Michael F. Dwyer
5123, Baltimore Avenue (US 1), Hyattsville, Prince Georges County
The Hyattsville Armory is distinctly fortresslike, and on its knoll it occupies a strong defensive position. Offering a commanding view of the surrounding area, and patterned after a medieval English castle, the Armory, built of native stone, communicates strength and mystery. Rectangular turrets flank the arched limestone entranceway. The parapeted walls of the building are of 18" thick granite from nearby quarries laid up in random patterns with beaded mortar joints. While the parapets in the main section of the building rise only 30" above the roof, the turrets, measuring 7'-7" square, rise 15' above the roof surface. The reverse side of the "Great Seal of Maryland" is in limestone and appears above the main entranceway incorporated in the parapet. Originally, the fenestration of the front section of the Armory consisted of 9/9 and 6/6 sash windows on the first and second floors and 6/6 lights in the English basement. The first and second story windows were changed to 1/1 sash windows. In the assembly area to the rear of the building, six 15-light windows are arranged three over three, all of which open on a pivot. Beyond the assembly area is a three-story structure containing a garage flanked by offices and stairs which gain entry to the assembly area. Above the garage is the stage of the assembly area. The roof of the assembly area is supported by trussed steel bents which divide the walls into six sections. These sections are reflected on the exterior by stone buttresses in the walls which take the added thrust of these large roof supporting structures. Entrance to the foyer from the main entrance to the building is gained through a pair of segmented-head wooden doors each containing 20 lights in the upper section of each door, measuring 3'-9" wide by 9'-3" high. Another pair of these doors gain entrance to the assembly area after one passes through the foyer. The most notable feature on the interior is the ceramic tiled walls of the assembly area. Baseboards and chairrails are massive, simple, and uniformly intact throughout the building.

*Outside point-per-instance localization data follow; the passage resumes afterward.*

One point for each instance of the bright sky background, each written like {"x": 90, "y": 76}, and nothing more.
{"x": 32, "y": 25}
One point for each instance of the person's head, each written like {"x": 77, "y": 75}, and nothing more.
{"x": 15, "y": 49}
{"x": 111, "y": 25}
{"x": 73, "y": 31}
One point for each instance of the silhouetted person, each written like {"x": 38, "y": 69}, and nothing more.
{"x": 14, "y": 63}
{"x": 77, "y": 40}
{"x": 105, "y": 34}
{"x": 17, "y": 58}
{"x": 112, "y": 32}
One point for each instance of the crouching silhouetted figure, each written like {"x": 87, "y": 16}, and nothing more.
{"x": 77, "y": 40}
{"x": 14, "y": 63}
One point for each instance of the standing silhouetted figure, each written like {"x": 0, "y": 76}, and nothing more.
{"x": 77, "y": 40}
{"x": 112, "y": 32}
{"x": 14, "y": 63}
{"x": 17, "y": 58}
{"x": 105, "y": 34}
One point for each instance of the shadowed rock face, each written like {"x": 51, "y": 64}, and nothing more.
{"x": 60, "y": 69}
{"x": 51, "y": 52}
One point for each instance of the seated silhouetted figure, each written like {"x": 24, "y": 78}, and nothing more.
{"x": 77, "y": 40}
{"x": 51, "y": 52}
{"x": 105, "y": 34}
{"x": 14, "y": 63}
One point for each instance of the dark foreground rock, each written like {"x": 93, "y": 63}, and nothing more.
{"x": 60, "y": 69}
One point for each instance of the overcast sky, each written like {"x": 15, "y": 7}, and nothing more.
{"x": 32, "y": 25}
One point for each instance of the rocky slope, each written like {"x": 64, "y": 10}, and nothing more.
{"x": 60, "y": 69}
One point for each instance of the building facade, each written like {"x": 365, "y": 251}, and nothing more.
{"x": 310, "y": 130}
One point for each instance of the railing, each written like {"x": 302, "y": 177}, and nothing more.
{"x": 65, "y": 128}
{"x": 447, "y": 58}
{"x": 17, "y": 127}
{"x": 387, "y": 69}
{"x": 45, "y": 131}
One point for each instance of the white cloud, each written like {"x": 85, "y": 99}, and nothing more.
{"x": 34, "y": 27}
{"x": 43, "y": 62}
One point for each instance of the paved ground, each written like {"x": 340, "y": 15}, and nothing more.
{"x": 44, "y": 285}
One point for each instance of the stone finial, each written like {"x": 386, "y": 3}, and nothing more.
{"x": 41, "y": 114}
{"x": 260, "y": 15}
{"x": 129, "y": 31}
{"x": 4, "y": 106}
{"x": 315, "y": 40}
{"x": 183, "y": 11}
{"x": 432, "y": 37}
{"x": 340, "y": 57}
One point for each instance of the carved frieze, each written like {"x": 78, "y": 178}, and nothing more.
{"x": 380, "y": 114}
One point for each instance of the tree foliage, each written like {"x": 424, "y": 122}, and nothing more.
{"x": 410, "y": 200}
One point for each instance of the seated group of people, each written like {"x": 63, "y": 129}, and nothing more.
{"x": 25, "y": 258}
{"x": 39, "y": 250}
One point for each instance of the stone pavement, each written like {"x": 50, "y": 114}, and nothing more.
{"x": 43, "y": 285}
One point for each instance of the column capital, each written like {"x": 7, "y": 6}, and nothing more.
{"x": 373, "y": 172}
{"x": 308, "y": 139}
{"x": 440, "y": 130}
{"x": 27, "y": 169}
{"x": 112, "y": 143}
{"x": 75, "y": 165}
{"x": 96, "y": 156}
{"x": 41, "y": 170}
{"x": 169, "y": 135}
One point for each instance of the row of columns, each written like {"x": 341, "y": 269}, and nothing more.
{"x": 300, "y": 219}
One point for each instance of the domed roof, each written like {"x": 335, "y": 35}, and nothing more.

The Hyattsville Armory is significant for both its architecture and its association with military history. It was the first Armory built in Prince George's County and the fifth in Maryland, and mightily continues the fortress-like nature of the four slightly earlier structures, namely Elkton in 1915, Bel Air in 1916, and Westminster and Cambridge in 1917. Its architect, Robert Lawrence Harris, served as State Architect under Governor Albert C. Ritchie. In this capacity, Harris would supervise the design of similar armories in Salisbury, Kensington, Silver Spring, Hagerstown, Laurel, Easton, Crisfield, Pocomoke City, Centreville, and Cumberland, as well as an addition to the armory in Frederick. Thus, the Hyattsville Armory is something of a seminal work. Further, the unit headquarters here has a service history that is distinguished in its own right: it has seen action from Mexico to Central Europe, has several international decorations, and has played a key role in establishing the American Legion.